Daily Music Feud: LDN by Lily Allen
Jul 3rd, 2008 by Waffles
I love Lily Allen. She’s so… so… so BRITISH. Not the old stodgy British like the first Doctor and Jo and Ian and Barbara (Barbara? Barbara! Barbara… Barbara?), but new-wave British, like Rose and the tenth Doctor and all of their lot.
Lily Allen comes from this new line of Brit pop singers — bad girls who adopt a sort of old-fashioned beat and melody. She’s in this group along with Amy Winehouse (although Amy seems to have self-destructed her way out of the singing world.) and Kate Nash (who Katie just found the other day!).
After Katie and I first saw Lily Allen perform on SNL a couple of years ago, we’ve loved her. There is a definite dichotomy between her saccharin-sweet demeanor, with the prom dresses and the girlish skip-hop she adopts as she walks down the street, and the content of her songs, which often has to do with getting into cat fights at the club, and crack-whores and whatnot. She’s a little bit like Lindsay Lohan, but WAY more interesting.
The trouble is, all of her songs, at least on the album Alright, Still, are equally as fun and quirky. I knew I wanted her on this list, but which song?
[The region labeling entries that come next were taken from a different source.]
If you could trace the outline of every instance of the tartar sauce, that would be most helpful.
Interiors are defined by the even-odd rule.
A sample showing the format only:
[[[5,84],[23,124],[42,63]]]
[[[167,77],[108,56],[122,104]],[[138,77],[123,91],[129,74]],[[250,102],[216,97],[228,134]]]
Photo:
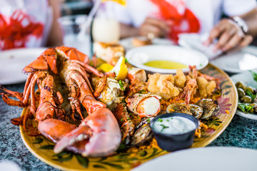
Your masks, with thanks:
[[[179,116],[158,118],[153,124],[153,128],[156,132],[169,135],[188,133],[196,128],[193,121]]]

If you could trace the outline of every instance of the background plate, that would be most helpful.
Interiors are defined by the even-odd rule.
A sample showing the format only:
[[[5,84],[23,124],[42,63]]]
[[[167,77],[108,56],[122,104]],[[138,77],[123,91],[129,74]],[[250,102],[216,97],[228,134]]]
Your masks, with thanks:
[[[252,86],[257,88],[257,83],[253,78],[251,73],[248,71],[243,71],[241,73],[238,73],[231,76],[231,80],[234,83],[238,81],[242,81],[247,86]],[[257,115],[252,113],[244,113],[240,109],[236,110],[236,113],[243,118],[246,118],[252,120],[257,120]]]
[[[0,83],[19,83],[26,81],[28,75],[22,69],[34,61],[46,48],[15,48],[0,52]]]
[[[221,56],[211,63],[231,73],[257,68],[257,47],[248,46],[238,52]]]
[[[136,167],[133,171],[198,171],[200,167],[206,168],[208,171],[253,171],[256,170],[257,167],[255,160],[256,157],[257,150],[252,149],[232,147],[195,148],[165,155]],[[199,162],[199,160],[200,166],[196,164]]]
[[[221,96],[217,99],[220,110],[214,118],[205,122],[208,129],[202,133],[201,138],[195,138],[191,147],[205,147],[216,139],[231,121],[238,103],[235,86],[226,73],[211,64],[208,65],[201,72],[221,80]],[[28,108],[25,108],[21,115]],[[52,150],[54,145],[53,142],[42,135],[29,136],[22,126],[20,126],[20,131],[24,143],[34,155],[46,164],[64,170],[130,170],[146,161],[168,153],[160,149],[153,140],[151,146],[133,147],[106,157],[83,157],[70,152],[56,155]],[[201,161],[201,157],[205,156],[199,157],[198,161]],[[210,161],[210,163],[215,165],[213,161]],[[196,162],[195,165],[201,167],[201,163]]]

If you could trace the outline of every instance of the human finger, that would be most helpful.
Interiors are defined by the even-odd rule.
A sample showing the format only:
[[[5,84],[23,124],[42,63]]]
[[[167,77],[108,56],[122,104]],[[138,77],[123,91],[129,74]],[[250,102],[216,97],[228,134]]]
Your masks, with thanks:
[[[238,34],[233,35],[233,36],[228,41],[228,43],[221,48],[223,51],[227,51],[231,48],[238,46],[243,38]]]
[[[246,35],[243,37],[243,41],[240,43],[240,47],[243,48],[249,45],[253,40],[253,38],[251,35]]]
[[[206,46],[209,46],[215,38],[217,38],[226,30],[229,30],[231,23],[228,19],[221,20],[216,26],[215,26],[211,31],[208,38],[203,42]]]
[[[220,26],[219,25],[213,27],[211,29],[207,40],[203,43],[203,44],[209,46],[215,38],[218,38],[221,35],[224,29],[225,28],[223,26]]]
[[[149,33],[153,34],[155,37],[160,37],[161,36],[161,29],[155,26],[144,24],[141,26],[140,29],[141,36],[147,36]]]

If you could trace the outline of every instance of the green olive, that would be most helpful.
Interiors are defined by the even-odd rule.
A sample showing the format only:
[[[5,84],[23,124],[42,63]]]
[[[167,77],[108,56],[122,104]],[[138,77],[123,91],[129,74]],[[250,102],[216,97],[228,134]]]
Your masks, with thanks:
[[[253,94],[254,93],[254,90],[253,90],[253,88],[249,86],[249,87],[246,87],[244,89],[243,89],[246,92],[247,90],[248,90],[249,91],[251,91],[251,93],[252,93]]]
[[[253,99],[248,95],[245,95],[243,98],[241,98],[241,101],[243,103],[253,103]]]
[[[245,87],[242,81],[238,81],[236,83],[236,88],[243,88]]]
[[[236,90],[238,90],[239,98],[241,98],[246,95],[246,93],[244,92],[244,90],[242,88],[237,88]]]
[[[251,103],[249,104],[250,106],[254,107],[256,105],[256,103]]]

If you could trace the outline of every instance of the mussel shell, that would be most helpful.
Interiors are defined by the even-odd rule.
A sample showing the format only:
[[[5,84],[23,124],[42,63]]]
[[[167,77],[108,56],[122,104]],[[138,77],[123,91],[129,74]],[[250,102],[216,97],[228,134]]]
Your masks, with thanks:
[[[146,123],[139,128],[134,133],[131,139],[131,146],[141,145],[151,140],[153,138],[149,124]]]
[[[217,100],[211,98],[203,98],[195,103],[203,108],[203,113],[200,119],[208,119],[216,115],[219,110],[219,106]]]
[[[192,113],[193,115],[197,119],[200,118],[203,113],[203,108],[197,105],[193,104],[189,104],[188,106],[190,108],[190,111]]]
[[[167,113],[183,113],[193,115],[196,118],[200,118],[203,114],[203,108],[198,105],[188,104],[185,103],[176,103],[169,105],[166,108]]]

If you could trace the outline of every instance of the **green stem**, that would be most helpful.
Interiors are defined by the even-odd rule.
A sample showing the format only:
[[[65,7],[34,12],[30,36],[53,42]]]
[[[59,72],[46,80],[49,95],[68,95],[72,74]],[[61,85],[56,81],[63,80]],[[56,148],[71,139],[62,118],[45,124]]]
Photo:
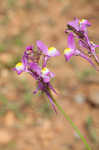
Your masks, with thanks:
[[[73,123],[73,121],[71,120],[71,118],[65,113],[65,111],[62,109],[62,107],[56,102],[56,100],[53,97],[52,97],[52,99],[53,99],[53,102],[55,103],[56,107],[60,110],[60,112],[65,117],[65,119],[71,124],[71,126],[73,127],[73,129],[77,132],[77,134],[79,135],[79,137],[82,139],[82,141],[85,144],[87,150],[91,150],[91,148],[88,145],[87,141],[85,140],[85,138],[83,137],[83,135],[81,134],[81,132],[79,131],[79,129],[77,128],[77,126]]]

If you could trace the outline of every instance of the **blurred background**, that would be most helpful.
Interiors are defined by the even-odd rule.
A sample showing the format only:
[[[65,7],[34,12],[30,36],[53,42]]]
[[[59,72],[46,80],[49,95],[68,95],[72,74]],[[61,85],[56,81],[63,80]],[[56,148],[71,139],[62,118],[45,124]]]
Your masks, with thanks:
[[[35,82],[12,68],[27,45],[42,40],[61,56],[49,68],[58,103],[99,150],[99,73],[79,57],[66,63],[66,23],[86,18],[89,37],[99,44],[99,0],[0,0],[0,150],[85,150],[72,127],[53,112],[45,95],[33,95]],[[97,53],[99,49],[97,49]]]

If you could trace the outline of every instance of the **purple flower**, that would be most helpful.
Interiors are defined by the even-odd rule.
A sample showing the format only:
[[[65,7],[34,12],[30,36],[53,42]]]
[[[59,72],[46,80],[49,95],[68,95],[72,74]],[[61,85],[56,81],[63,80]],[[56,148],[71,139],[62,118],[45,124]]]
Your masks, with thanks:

I think the one I have to go with is “LDN,” which is the abbreviation for “London.” The song has this REALLY awesome trumpet riff (do you call it a riff on a trumpet?) that sort of hearkens back to the big band days. Then she launches into the song with her sweet voice:
Riding through the city on my bike all day
Cause the filth took away my license
Haha, this lovely girl calls the police “the filth”? It just keeps getting better:
Everything seems to look as it should
But I wonder what goes on behind doors
A fella looking dapper, but he’s sitting with a slapper
Then I see it’s a pimp and his crack whore
Here’s the music video for this song:
See what I mean? She’s just so goshdarn British; I love it!
There is another great song, which is made even greater by the amazing video that goes along with it, with Muppets!
Yes, I’m a little in love with Lily Allen. But who wouldn’t be?

I love it! It’s so fun and decrepit! Win!
Sir! I must protest!
In the wipe to the Dark World the adorable dancing Scarlet Macaw turns into a pigeon! The viewer is thus to infer that flapper:crack whore::Macaw:pigeon. This defamation of the Columbiformes must cease! It is a relic of a less ecologically intelligent era. Pigeons are sensitive and intelligent creatures that bring a connection to the natural world to our urban areas. Their lack of adorable rainbow plumage is a consequence of evolutionary circumstances far beyond their control. Unflattering and biased portrayals fail to recognize not only their ecological role but also the service they have rendered mankind as messengers, especially in wartime. Some, as you should know, have been decorated for wounds sustained in action against the enemy. To be repaid by being used as a visual icon of a slum is a grave injustice based on faulty knowledge, sir!
Hmm… I saw it a bit differently. The “Dark World” obviously represents the city, since the song is about city life (which can be inferred from the oft-repeated lyrics, “yeah, that’s city life”), and the macaw morphing into a pigeon is not necessarily going from “good bird” to “bad bird.” I see it as more of a “unusual/exotic bird” to “common city bird.” And, as much as one likes pigeons, one must admit they are a common site in cities.
This analogy can be taken further in the song where we see a couple carefree sailors morphed into a construction worker. By your logic, this means that construction workers are bad, while sailors aren’t. Quite the opposite, perhaps — construction workers are vital to maintaining a city’s infrastructure and safe operation. It’s just that construction workers pushing wheelbarrows are a more common urban phenomenon than 1940s era sailors (you of all people should know that, Mr. Dolan) goofing around.
In closing, I’d just like to say this:
PIGEONS SUCK BIG PARROT D**K!
Ha ha! I thought there might be some positive comments / votes here, but there is nothing but squabble about pigeons! Because of one K.E., I’m totally set to win this little war. Not that I think I should, but I can’t vote for your choices, so….FAIL.
(I guess we still have tomorrow.)
I see what you did there! I’m assuming you know that a squab is a juvenile pigeon. (It can also mean pigeon meat, whose popularity as cheap slave food, incidentally, contributed to the wholesale slaughter of the American passenger pigeons.) Interestingly, it appears that this sense of squab and the verb squabble, as in “argue pettily”, aren’t etymologically related, with the former arising from a Scandinavian word for “a fat mass” (and earlier from Proto-Germanic *(s)kwab-) and the latter, despite also arising in Scandinavia, being onomatopoetic.